Quest Diagnostics has launched a next-generation sequencing-based panel to diagnose Charcot-Marie-Tooth disease, as well as a handful of Sanger-based tests for other rare neurological disorders, which were developed through its Athena Diagnostics business.
The Charcot-Marie-Tooth panel includes 23 genes associated with the disorder, including the full exons of each gene and splice sites. Average coverage is 100-fold and turnaround time is three to four weeks.
The firm has not yet determined a price or its reimbursement strategy for the test, and declined to disclose what sequencing platform it was running on.
The Sanger-based tests, which screen between one and eight genes, are for a number of rare neurological disorders, including myofibrillar myopathy, hereditary sensory and autonomic neuropathy, hereditary neuralgic amyotrophy, hypokalemic periodic paralysis, limb girdle muscular dystrophy, benign familiar infantile epilepsy, and familial paroxysmal kinesigenic dyskinesia.
Physicians who want to order the NGS-based Charcot-Marie-Tooth panel will also have the ability to customize their order.
Aside from the full 23-gene panel, physicians can order smaller number of genes that would be relevant for the patient's specific phenotype.
"If you want to order a next-gen panel, you should really consider doing a phenotypic evaluation," Joseph Higgins, medical director at Athena Diagnostics, told Clinical Sequencing News. "You may only order 10 [genes]. Or if you're in a certain category where it's recessive, you may only order about three or four."
Additionally, all patients will first be screened for deletions and duplications to the PMP22 gene using multiplex ligation-dependent probe amplification.
Deletions and duplications to PMP22 are "one of the highest indicators at getting this condition," explained Steve Becker, executive director of Quest's neurology segment solutions.
"Our approach is to first do a dup/del using MLPA technology," said Becker. "If we don't get a positive, we'll follow into gene sequencing."
Quest previously offered a Sanger-based test for Charcot-Marie-Tooth, said Higgins. He noted that the company essentially has a built-in validation for the NGS-based test because it has built up a huge database of known variants from the Sanger version.
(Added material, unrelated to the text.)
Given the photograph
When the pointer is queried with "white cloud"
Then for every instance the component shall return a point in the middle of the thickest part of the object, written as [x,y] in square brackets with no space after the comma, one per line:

"Our next-gen panel has been validated against known mutations that have been confirmed with Sanger sequencing," said Higgins. In those validation studies, the panel was 100 percent concordant with mutations identified by Sanger sequencing.
Unknown mutations that are picked up by the next-gen panel will be confirmed with Sanger sequencing, but known mutations will not.
Quest has its own bioinformatics pipeline, Athena Insight, which it will use for analysis and interpretation of the test. The pipeline will help determine the relevance of unknown mutations by assigning each of them a "pathogenicity score," Higgins added.
The Charcot-Marie-Tooth test is not Quest's first foray into next-gen sequencing. Last fall, it published a validation study of its laboratory-developed HIV tropism test that is based on a combination of Sanger sequencing and next-generation sequencing on Roche's 454 GS Junior platform (CSN 10/10/2012).
Additionally, Andrew Grupe, the senior director of pharmacogenomics in Quest's Celera business, previously told CSN that the company is evaluating all of the desktop sequencing instruments, including the Illumina MiSeq, Life Technologies' Ion Torrent PGM, and Roche's 454 GS Junior, as part of a larger effort to develop NGS-based tests (CSN 7/11/2012).
Becker said that the company is working on developing additional tests based on next-gen sequencing, but did not disclose for what conditions. Additionally, he said that the Sanger-based neurology tests will remain as Sanger sequencing tests for now because they screen for such a small number of genes.